OK, there's definitely some disconnect here between what I think I'm arguing and what you seem to be arguing.
For starters I can't see what your idea of punishment actually is, since you say it's good practice to punish unfairly/fairness doesn't enter into it. That makes no sense to me. The entire point of punishment is to reinforce rules - if there is no rule involved then how can punishment be anything but arbitrary? And how can arbitrary punishment ever be useful? How can anyone learn from that?
Even if a child does do something bad that it couldn't have known beforehand was bad - how does it help to punish them instead of simply reprimanding them and letting them know this is an act that will merit punishment if done again? I can't think of an example where this would be helpful.
The issue of whether he deserved it or not is nonsensical. If I had spared him the terrible experience, he would have walked around with feces on him, getting himself and everyone in the house sick.

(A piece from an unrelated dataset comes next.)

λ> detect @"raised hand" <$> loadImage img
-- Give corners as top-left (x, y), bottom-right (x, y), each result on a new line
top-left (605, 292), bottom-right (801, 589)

That's the nature of punishment to a good parent, it isn't a matter of whether the punishment is fair or deserved or forewarned. If you have the knowledge that putting your child through a minor unpleasantness now will spare them far worse later, that is the expression of love. Talking about fairness in punishment, or assuming that any punishment is equivalent to taking out your anger with a belt is missing the point entirely.

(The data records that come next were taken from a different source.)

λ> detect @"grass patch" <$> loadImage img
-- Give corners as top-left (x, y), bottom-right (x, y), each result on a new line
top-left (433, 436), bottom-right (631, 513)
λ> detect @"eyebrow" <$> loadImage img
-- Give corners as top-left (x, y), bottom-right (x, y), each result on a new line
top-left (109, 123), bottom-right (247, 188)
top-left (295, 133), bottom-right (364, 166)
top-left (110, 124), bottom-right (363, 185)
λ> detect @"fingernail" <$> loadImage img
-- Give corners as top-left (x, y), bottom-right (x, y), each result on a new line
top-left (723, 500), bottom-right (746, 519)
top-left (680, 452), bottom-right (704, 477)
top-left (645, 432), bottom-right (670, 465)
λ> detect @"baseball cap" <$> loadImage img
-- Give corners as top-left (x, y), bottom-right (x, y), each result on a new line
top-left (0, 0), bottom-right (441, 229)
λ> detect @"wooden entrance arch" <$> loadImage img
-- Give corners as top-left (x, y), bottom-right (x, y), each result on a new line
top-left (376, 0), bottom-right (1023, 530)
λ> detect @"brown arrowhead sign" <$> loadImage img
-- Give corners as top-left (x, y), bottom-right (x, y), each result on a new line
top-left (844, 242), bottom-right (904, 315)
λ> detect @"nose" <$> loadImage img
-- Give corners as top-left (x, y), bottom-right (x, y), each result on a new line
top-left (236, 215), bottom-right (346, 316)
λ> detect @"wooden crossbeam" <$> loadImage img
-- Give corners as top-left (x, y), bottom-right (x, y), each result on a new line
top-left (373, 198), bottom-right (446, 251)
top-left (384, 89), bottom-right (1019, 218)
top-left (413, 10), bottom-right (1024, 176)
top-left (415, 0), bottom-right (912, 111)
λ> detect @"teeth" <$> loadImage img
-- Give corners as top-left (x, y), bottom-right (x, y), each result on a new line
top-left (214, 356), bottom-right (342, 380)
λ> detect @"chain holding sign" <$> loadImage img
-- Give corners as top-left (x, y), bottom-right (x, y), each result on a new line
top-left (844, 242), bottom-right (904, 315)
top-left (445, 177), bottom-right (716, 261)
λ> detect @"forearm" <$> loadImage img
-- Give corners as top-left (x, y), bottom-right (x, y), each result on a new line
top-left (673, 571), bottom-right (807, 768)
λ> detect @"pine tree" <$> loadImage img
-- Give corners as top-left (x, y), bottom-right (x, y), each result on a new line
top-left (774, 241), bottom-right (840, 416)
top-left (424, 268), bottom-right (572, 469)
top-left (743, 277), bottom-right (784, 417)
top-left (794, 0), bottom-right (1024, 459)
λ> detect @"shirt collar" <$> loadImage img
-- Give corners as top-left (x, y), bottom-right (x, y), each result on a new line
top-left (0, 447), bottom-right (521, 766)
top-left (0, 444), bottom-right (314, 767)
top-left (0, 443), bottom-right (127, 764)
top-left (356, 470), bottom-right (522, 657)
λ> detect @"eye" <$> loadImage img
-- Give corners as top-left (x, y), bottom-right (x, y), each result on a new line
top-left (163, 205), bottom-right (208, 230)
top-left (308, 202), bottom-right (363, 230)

But what you describe with the cat is not punishment. The mere fact an experience is unpleasant or unwanted, even if it is a consequence of a chosen action, does not make it punishment.
Washing a dirty cat is not punishment. Swatting a cat's butt when he's chewing on the houseplant is punishment. The cat can learn nothing from the first - he's not even supposed to. The cat can learn something from the second. (then he will ignore it

) Even my friend's idiot cat, who likes to crap on the carpet, knows he'll get punished for it. He squats and then runs and hides.
Yes, it is possible for something to be perceived as punishment even though it is not, but to me that is a different issue. To extend that to a metaphor explaining either the problem of evil or the dissonance of a loving god that sends people to hell forever... Well I can maybe buy that natural disasters are just things that need to happen and are not punishment (though some loud evangelists have characterized them as punishment), but I fail to see how anyone can twist the entire traditional idea and presentation of hell to the point it's not actually punishment.
To reiterate, the ENTIRE idea I'm taking issue with is the fundie view of a God hellbent on punishing, in the sense of 'don't do that or I'll smite you', anyone who isn't in the right club doing the right things, and the idea that the brimstone God they describe behaving this way is also perfect & loving. This God doesn't get the 'cannot communicate, sorry' caveat; this God's fans claim to be in communication with their God all the time.
It isn't mutually exclusive for an entity to create the universe, have the final say in our afterlife, and still be unable to communicate it's will directly to humans.
That's fine. In which case, though, that entity has no justification for punishing anyone for breaking rules they had no way to even infer. Again I do not call natural consequences punishment. Punishment very specifically is an intentionally imposed penalty for wrongdoing.